Are you using the OEM shear bolts, or a softer hardware bought bolt ? Seems odd that you are breaking bolts instead of the engine stalling like Toro claims will happen.


----------



## 10953 (Sep 4, 2017)

RIT333 said:


> Are you using the OEM shear bolts, or a softer hardware bought bolt ? Seems odd that you are breaking bolts instead of the engine stalling like Toro claims will happen.


any bolt will break given the right forces, yes they are a stronger grade 5 yet give it the right side load, snap! 30 years on my former 624 ps and 20 on the 824 ps,i sheared a few myself, but it was because the plow picked up paving blocks and i caught them . 
shear bolts are a safety item and cheap insurance against more costly repairs and the reason my new toro 928 has had them installed . just find a 5/16 kit the right length you're good to go,


----------



## Marlow (Dec 17, 2016)

RIT333 said:


> Are you using the OEM shear bolts, or a softer hardware bought bolt ? Seems odd that you are breaking bolts instead of the engine stalling like Toro claims will happen.


The original bolts that sheared were installed in the factory - I bought it new. The replacements were OEM bought at the dealership.
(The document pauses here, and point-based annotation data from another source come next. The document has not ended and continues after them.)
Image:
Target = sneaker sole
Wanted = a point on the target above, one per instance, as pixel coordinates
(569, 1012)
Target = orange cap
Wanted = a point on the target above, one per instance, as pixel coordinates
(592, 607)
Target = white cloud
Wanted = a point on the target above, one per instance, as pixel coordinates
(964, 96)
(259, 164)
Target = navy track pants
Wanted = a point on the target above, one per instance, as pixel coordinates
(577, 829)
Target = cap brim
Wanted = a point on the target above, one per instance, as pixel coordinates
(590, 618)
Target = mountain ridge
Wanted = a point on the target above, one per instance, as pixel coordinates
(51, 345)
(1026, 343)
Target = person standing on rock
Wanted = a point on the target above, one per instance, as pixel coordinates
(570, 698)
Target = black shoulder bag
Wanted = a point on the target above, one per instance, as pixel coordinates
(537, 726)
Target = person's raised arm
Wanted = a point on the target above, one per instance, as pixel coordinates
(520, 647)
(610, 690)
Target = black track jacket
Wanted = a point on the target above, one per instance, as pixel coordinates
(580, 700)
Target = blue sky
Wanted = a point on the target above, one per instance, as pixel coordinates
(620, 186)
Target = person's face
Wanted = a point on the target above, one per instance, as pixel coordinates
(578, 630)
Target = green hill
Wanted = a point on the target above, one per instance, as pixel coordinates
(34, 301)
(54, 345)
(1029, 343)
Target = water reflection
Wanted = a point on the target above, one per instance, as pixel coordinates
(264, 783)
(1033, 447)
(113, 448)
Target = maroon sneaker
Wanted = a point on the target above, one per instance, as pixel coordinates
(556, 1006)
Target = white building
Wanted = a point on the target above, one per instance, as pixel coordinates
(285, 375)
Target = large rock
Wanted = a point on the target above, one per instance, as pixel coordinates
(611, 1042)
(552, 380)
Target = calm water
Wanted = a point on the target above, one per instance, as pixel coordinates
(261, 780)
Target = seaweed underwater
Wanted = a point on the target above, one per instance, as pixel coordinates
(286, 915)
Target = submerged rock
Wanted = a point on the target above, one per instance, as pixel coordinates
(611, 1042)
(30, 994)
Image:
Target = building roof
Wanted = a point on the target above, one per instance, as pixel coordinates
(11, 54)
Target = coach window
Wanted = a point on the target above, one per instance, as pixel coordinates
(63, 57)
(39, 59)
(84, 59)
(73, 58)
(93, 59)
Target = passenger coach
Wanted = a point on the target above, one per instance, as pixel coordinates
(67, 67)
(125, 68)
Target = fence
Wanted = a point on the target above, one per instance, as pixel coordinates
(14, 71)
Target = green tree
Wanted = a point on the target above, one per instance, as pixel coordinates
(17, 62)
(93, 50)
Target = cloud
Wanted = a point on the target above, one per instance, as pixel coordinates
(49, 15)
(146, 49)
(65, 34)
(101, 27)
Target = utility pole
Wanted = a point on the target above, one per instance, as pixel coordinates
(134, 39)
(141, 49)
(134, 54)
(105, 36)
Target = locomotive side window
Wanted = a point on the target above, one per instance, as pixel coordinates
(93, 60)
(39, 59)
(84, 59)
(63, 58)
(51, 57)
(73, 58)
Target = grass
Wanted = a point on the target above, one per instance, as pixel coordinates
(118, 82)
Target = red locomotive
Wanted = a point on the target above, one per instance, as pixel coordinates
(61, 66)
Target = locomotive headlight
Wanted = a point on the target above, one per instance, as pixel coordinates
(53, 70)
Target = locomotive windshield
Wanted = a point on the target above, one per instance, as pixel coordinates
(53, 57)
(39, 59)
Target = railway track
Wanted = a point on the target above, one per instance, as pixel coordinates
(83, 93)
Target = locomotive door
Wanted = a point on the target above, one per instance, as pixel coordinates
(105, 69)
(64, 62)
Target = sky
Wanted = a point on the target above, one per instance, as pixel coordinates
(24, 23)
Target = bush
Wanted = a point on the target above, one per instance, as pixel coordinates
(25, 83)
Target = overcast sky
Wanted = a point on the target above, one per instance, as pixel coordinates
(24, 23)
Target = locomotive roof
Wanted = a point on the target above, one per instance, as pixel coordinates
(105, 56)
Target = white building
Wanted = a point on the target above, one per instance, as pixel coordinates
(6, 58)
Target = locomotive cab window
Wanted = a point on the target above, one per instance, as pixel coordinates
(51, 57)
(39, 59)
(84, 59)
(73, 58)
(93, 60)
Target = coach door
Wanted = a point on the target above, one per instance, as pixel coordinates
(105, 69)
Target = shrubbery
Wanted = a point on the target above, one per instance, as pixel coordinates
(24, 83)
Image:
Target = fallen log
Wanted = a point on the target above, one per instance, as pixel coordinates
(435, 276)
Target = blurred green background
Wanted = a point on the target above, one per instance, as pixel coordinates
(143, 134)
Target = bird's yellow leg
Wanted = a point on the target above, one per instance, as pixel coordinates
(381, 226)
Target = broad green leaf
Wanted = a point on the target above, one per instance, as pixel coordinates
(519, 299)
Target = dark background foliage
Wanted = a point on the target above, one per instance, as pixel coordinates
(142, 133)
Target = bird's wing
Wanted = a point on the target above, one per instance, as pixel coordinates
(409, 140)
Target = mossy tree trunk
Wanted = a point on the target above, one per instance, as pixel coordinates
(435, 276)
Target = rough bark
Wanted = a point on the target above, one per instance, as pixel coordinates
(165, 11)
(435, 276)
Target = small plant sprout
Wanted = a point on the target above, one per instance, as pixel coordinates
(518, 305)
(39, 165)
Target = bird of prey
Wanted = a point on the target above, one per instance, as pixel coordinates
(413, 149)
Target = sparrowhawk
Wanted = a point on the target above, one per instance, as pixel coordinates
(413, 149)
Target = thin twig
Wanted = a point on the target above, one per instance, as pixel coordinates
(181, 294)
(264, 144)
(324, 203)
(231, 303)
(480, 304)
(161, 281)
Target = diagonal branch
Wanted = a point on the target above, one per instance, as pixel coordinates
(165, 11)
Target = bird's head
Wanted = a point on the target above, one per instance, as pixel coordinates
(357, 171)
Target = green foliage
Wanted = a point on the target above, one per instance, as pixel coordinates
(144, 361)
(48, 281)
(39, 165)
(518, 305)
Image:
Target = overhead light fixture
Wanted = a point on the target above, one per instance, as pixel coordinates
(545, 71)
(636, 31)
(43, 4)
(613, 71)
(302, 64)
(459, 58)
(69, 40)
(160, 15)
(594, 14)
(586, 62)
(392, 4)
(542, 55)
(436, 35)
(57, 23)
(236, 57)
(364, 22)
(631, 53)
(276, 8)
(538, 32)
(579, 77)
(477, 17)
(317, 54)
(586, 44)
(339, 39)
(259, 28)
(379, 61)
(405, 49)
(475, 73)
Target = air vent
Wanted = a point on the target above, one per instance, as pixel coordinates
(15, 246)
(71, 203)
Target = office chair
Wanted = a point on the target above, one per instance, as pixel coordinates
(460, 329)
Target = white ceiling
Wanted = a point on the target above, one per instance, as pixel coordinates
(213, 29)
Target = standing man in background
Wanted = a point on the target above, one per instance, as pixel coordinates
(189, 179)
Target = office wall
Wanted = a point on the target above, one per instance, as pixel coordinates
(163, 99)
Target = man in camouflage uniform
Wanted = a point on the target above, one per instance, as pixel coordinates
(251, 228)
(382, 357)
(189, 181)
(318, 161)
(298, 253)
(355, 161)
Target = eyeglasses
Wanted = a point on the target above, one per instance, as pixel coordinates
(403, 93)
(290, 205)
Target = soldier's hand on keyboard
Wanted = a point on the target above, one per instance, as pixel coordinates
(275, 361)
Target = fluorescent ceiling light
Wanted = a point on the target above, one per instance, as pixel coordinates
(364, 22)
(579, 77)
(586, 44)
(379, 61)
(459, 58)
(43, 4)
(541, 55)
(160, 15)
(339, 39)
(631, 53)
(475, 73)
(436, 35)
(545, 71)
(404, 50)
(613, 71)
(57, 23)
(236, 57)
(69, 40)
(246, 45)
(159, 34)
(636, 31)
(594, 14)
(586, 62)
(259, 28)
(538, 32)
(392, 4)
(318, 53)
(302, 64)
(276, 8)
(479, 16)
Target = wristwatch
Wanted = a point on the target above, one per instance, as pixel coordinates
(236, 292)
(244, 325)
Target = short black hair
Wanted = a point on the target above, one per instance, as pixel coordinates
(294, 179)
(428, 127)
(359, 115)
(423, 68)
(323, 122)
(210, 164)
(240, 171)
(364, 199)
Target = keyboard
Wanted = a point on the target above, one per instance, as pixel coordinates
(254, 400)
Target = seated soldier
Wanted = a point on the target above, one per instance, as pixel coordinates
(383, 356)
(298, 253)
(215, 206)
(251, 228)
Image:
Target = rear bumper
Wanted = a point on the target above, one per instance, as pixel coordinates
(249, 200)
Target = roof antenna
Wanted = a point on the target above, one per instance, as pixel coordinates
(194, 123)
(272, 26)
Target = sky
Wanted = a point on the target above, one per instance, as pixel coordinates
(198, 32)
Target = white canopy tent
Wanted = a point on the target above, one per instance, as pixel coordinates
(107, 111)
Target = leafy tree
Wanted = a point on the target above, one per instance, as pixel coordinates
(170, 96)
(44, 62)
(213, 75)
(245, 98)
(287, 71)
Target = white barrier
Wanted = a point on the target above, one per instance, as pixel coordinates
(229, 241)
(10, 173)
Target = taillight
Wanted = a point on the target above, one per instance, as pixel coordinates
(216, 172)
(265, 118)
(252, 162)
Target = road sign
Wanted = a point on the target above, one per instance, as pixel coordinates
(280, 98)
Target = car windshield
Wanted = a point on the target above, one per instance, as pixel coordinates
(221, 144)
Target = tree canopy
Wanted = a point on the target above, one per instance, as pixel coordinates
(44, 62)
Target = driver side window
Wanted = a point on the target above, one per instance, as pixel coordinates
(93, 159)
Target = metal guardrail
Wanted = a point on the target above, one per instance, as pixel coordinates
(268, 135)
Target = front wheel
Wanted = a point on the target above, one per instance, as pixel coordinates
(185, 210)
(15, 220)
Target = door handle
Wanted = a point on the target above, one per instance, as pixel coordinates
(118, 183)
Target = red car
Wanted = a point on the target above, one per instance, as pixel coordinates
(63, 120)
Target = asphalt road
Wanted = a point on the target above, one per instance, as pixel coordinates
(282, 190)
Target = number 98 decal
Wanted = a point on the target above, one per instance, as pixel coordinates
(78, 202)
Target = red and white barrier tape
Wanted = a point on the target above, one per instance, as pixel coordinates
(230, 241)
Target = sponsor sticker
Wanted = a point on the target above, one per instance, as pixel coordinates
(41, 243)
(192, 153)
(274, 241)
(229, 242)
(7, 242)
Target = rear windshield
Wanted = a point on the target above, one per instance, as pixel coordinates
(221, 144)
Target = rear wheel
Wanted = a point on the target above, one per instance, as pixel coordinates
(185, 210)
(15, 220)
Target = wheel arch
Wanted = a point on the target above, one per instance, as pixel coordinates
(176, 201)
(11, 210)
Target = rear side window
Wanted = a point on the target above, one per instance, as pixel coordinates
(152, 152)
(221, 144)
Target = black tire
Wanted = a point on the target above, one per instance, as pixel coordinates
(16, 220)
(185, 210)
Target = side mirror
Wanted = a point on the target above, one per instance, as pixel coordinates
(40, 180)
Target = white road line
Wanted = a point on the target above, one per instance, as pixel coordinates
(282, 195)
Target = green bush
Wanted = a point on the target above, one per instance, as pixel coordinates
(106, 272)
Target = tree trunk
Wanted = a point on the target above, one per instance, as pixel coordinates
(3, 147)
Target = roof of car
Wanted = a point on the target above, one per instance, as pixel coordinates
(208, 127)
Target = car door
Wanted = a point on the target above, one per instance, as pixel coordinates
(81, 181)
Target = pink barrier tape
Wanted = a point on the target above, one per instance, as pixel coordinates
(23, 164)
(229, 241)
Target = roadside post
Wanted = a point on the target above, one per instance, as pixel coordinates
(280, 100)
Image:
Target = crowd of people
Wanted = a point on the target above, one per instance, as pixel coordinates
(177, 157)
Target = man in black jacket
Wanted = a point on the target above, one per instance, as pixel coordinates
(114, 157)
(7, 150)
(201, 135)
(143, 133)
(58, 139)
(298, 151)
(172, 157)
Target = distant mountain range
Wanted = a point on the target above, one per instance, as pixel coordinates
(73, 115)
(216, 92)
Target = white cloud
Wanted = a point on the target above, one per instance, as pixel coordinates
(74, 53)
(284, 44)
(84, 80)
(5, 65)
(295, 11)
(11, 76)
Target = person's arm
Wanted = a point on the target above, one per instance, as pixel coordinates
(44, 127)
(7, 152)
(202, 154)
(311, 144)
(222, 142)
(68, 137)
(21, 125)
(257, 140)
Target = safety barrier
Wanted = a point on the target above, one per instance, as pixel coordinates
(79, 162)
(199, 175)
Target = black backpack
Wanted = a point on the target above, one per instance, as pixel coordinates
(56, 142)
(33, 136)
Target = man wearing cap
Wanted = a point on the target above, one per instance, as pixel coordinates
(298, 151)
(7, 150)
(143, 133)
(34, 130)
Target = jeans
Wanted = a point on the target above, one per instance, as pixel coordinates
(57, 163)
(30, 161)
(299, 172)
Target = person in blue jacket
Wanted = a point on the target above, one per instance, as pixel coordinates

I asked the parts guy why toro claims what they do, he didn't know but said they sell a pile of shear bolts for them.


----------



## Marlow (Dec 17, 2016)

"The Heavy-Duty Auger Gearbox has special oversized hardened gears and shafts designed to withstand extreme stress, virtually eliminating the need for shear pins."

That's a quote from toro. Key word - "virtually" which means almost. So they claim the gear box is so strong it _ALMOST_ eliminates the need for shear pins - yet they still use them! And they do indeed shear. 

Pointless claim. Any manufacturer can say "we're so confident in the strength of our gear boxes that they don't even need shear pins. But just in case, we use them anyway!". LOL


----------



## Blosumsno (Dec 7, 2016)

Last year I checked the parts diagram/list from the Toro website and it only calls out "screw-HH and nut, lock-NI" no mention of "shear" or similar. With the old drum auger wouldn't a shear bolt be impossible to replace while on the machine? Not sure.


https://www.toro.com/en/parts/partdetails/?id=46009

Just click on PARTS and click on the auger diagram for the parts list.


Sorry if I hijacked the thread.


----------



## Marlow (Dec 17, 2016)

Blosumsno said:


> Last year I checked the parts diagram/list from the Toro website and it only calls out "screw-HH and nut, lock-NI" no mention of "shear" or similar. With the old drum auger wouldn't a shear bolt be impossible to replace while on the machine? Not sure.
> 
> 
> https://www.toro.com/en/parts/partdetails/?id=46009
> ...


Call them what you want, any bolts connecting the impeller or auger will shear under the right strains. All you have to do is physically look at your machine to see the bolts. If I were you, I'd have extras of those bolts on hand or you'll find yourself cursing and flipping out one day just like I did when I had a toro! LOL


----------



## Blosumsno (Dec 7, 2016)

Totally agree, just conveying what the parts list says, fortunately don't have to worry about that with the Snowmaster we got last year.


----------



## Marlow (Dec 17, 2016)

Blosumsno said:


> Totally agree, just conveying what the parts list says, fortunately don't have to worry about that with the Snowmaster we got last year.


If there are no shear pins as a first line of defense, then you'll have to worry about much worse!


----------